Whip the cream with the sugar, trying to achieve that elusive state between stiff and not too stiff.
When the cake layers have cooled, assemble the cake. Cut the cake in half lengthwise. Strain the strawberries, saving the syrup. Place the bottom half of the cake on a plate. Dribble half the strawberry syrup over top, spread on half the whipped cream, and top with half the strawberries. Put the top half of the cake back on, and repeat: syrup, whipped cream, and strawberries.

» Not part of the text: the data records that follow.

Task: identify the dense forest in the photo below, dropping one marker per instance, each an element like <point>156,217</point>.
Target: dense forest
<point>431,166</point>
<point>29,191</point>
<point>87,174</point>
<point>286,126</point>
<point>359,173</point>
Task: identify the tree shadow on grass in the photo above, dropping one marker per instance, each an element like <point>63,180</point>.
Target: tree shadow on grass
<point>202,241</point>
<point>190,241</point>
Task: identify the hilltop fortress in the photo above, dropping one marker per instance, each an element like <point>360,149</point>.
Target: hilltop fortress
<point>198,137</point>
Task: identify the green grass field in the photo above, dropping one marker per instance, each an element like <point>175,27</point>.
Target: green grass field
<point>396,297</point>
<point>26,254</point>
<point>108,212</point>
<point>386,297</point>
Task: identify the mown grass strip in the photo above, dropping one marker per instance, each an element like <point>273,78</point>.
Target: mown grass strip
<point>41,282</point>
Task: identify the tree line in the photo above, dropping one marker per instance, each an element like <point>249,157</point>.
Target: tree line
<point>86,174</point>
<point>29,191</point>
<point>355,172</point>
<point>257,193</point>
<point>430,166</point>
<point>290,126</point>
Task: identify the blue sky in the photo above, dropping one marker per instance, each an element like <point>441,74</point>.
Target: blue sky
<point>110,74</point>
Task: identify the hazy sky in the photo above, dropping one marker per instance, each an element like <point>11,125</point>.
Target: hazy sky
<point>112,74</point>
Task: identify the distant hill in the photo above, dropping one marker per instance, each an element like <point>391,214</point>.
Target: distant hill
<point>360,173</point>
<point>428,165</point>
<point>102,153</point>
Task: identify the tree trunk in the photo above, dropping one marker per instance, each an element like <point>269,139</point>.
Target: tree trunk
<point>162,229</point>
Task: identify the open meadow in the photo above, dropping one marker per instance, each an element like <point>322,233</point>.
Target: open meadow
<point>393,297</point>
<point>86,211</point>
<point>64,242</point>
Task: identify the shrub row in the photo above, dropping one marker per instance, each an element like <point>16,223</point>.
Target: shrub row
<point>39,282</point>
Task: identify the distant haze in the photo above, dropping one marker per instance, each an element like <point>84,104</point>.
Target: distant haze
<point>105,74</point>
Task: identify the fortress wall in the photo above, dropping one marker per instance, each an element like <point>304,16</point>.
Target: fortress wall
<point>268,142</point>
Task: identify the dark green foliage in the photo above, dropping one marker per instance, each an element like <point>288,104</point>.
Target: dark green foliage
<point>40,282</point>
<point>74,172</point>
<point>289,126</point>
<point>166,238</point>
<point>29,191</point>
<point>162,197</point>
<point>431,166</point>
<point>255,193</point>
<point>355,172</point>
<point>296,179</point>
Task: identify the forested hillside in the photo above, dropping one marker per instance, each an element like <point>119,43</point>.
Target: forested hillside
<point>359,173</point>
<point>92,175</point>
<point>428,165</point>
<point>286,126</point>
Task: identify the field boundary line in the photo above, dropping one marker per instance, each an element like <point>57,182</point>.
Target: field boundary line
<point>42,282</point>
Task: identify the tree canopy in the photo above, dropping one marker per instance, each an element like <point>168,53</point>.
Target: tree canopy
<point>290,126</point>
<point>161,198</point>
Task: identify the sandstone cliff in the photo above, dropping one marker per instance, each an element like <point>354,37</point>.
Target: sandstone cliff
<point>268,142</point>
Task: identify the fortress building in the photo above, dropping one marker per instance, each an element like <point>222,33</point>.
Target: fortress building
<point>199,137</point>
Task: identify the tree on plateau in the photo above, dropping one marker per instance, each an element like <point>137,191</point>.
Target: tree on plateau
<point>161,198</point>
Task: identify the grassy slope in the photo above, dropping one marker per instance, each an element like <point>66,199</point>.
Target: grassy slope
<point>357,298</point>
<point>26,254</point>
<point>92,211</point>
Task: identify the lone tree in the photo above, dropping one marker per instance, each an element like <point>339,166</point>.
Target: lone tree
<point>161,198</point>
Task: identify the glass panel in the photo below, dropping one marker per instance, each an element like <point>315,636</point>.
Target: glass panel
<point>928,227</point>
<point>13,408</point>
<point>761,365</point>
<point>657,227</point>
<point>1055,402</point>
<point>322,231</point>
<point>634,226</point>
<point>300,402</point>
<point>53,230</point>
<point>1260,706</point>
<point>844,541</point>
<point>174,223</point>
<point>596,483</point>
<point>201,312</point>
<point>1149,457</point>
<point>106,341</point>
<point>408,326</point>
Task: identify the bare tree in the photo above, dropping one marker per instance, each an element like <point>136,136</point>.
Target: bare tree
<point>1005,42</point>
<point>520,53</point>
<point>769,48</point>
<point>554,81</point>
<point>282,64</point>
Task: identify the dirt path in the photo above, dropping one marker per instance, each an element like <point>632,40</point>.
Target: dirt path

Ideally, let the cake sit in the refrigerator for an hour or more before eating, so that the syrup has a chance to permeate the cake.
Oven Roasted Summer Vegetables
Adapted from Maria Tisdall, The Convent Cook
1 8 ounce jar sun-dried tomatoes in olive oil
1 teaspoon salt
1⁄2 teaspoon pepper
1 teaspoon dried oregano
1⁄2 teaspoon sweet paprika
4 cloves garlic, minced
1 pound zucchini
1 pound yellow squash
1 green bell pepper
1 red bell pepper
Preheat the oven to 350º. Line a large baking sheet or roasting pan with parchment paper.
Drain the tomatoes, saving the oil. Chop the tomatoes. Combine the oil with the salt, pepper, oregano, paprika, and garlic. Quarter the zucchini and squash lengthwise, then cut into chunks. Cut the onions and bell peppers into similar sized pieces. Mix the tomatoes, oil, and vegetables all together, and spread out on the parchment lined baking sheet (or pan). Roast in the oven until the vegetables are tender and brown in spots, stirring occasionally.